Why do we #DataModel at all?

People in the Database world take Normalization and Data Modeling as something that should be done without question. I compare it to best practices like versioning software. No one expects that anyone would create software without version control anymore.But more often recently I do get questioned and challenged on why we need to normalize and model data. Is it even required with the cheap disk space, memory, and server capacity available ?

According to Wikipedia and others, the objective of normalization is:

“Database normalization is the process of organizing the fields and tables of a relational database to minimize redundancy and dependency. Normalization usually involves dividing large tables into smaller (and less redundant) tables and defining relationships between them. The objective is to isolate data so that additions, deletions, and modifications of a field can be made in just one table and then propagated through the rest of the database via the defined relationships.”

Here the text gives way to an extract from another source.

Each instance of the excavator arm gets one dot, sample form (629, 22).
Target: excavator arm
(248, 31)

The rules of Normalization

Normal form

Brief definition

Violation

1NF A relation is in 1NF if and only if all underlying domains contain scalar values only First Normal Form is violated when the table contains repeating groups
2NF A relation is in 2NF if and only if it is in 1NF and every non-key attribute is irreducibly dependent on the primary key – every column must depend solely on the primary key Second Normal Form is violated when a non-key field is a fact about a subset of a key
3NF A relation is in 3NF if and only if it is in 2NF and every non-key attribute is non-transitively dependent on the primary key. Third normal form is violated when a non-key field is a fact about another non-key field
4NF Relation R is in 4NF if and only if, whenever there exist subsets A and B of the attributes of R such that the (nontrivial) MVD A->>B is satisfied, then all attributes of R are also functionally dependent on A. Fourth Normal Form is violated when a table contains two or more independent multi-valued facts about an entity. In addition, the record must satisfy third normal form.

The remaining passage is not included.